1. Unpredictable model behavior → Evaluation-first design

LLMs can produce very different outputs depending on prompt phrasing, context length, and conversation history. That variability increases when agents initiate actions or follow up across sessions.

For Cleo, that means more surface area for failure, with small changes in wording or context leading to inconsistent outputs, especially in multi-step conversations. To manage this, we took an evaluation-first approach to development, testing Cleo 3.0 against a wide-ranging suite of test cases based on real-world user queries.

2. Emotionally sensitive timing → Personalized, opinionated AI

For AI assistants, timing and tone matter as much as content. Advice that might technically be accurate can still land poorly if the user is feeling overwhelmed, avoidant, or frustrated. And traditional chatbots often default to neutrality, which can feel cold or disconnected.

Cleo 3.0 is designed to be opinionated but adaptive. Proactive messages draw on memory and sentiment history to determine what to say and when to say it. We apply confidence thresholds and content filters to manage emotional risk, especially around debt, overspending, and missed goals.

3. Fragmented input modes → Multimodal by default

Cleo users interact via voice, text, and in-app UI, sometimes within the same session. In earlier versions, these modes were handled separately, which led to fragmented experiences when Cleo’s advice felt repetitive or contradicted earlier context.
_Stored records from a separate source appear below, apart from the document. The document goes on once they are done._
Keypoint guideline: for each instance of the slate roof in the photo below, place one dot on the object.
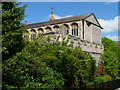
(58, 21)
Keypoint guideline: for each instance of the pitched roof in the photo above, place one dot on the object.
(58, 21)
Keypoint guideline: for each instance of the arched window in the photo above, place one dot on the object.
(74, 29)
(56, 28)
(65, 30)
(40, 32)
(48, 29)
(33, 35)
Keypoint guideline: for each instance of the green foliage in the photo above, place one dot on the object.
(76, 66)
(25, 70)
(12, 15)
(110, 57)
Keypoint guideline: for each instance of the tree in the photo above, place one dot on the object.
(77, 67)
(12, 15)
(110, 57)
(25, 70)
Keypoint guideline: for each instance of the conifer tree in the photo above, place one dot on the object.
(12, 15)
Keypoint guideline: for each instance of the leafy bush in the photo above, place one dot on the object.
(75, 65)
(24, 70)
(110, 57)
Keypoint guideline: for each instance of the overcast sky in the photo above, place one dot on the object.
(106, 13)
Cleo 3.0 was built to unify input modes. Whether users type, speak, or tap, the agent remembers the inputs, calls tools, and updates its state in the same way. This ensures consistency across channels and simplifies evaluation, since prompts and behaviors can be tested using the same underlying framework.

Agentic reasoning and emotional context drive meaningful improvements.

Unlocking real results

We evaluate Cleo’s agentic AI system not just on language quality, but on behavioral outcomes: whether users engage more often, complete more financial goals, and respond positively to proactive interventions. Early signals suggest that agentic reasoning and emotional context drive meaningful improvements.
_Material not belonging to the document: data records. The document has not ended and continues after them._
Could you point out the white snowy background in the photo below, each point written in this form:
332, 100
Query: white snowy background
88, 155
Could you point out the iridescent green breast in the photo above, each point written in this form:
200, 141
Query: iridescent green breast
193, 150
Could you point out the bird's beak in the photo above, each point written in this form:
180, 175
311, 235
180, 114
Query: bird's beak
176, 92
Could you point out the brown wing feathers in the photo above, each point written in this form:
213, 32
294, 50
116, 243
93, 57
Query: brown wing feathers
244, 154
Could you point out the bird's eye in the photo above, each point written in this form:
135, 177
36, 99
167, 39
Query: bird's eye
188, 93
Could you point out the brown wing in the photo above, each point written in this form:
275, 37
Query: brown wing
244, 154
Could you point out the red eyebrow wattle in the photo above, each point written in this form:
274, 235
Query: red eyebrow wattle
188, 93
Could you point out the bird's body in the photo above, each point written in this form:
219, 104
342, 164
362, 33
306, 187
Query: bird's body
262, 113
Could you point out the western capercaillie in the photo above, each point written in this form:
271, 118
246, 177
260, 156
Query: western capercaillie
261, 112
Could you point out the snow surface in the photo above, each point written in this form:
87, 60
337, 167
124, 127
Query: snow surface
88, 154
Improved engagement through emotionally resonant check-ins

When Cleo’s weekly review asked users how they were feeling, not just what they were spending, it led to longer, more in-depth conversations. This emotional check-in format is also especially well suited to Cleo 3.0; its open-ended design plays to the strengths of LLM-driven conversation and serves as a natural entry point for memory, helping the agent track not just goals but user sentiment over time.
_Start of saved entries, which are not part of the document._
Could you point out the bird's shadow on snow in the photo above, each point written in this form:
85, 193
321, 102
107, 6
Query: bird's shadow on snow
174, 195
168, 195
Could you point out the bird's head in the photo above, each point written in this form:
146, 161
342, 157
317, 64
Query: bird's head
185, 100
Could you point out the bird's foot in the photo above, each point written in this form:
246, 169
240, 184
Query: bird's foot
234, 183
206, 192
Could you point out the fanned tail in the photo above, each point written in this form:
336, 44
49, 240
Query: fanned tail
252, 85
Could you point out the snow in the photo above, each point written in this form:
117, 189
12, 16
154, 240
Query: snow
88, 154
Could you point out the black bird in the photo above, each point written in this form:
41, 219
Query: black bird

Easier goal completion with background planning agents

With Cleo 3.0, users don’t need to manually initiate every task. The agent can monitor goal progress in the background and follow up without explicit prompts. By surfacing incomplete tasks and prompting next actions, the system supports higher goal completion, especially for budgeting and savings milestones.

Stronger performance in structured evaluations

We benchmarked Cleo 3.0 against leading general-purpose LLMs using six realistic budgeting questions, such as comparing income to expenses and calculating spending on groceries. Cleo achieved 81% accuracy, outperforming competitors by a wide margin. The advantage comes from ouvr system design: Cleo offloads calculations to structured, deterministic tools, avoiding the logical and mathematical hallucinations common with general-purpose LLMs.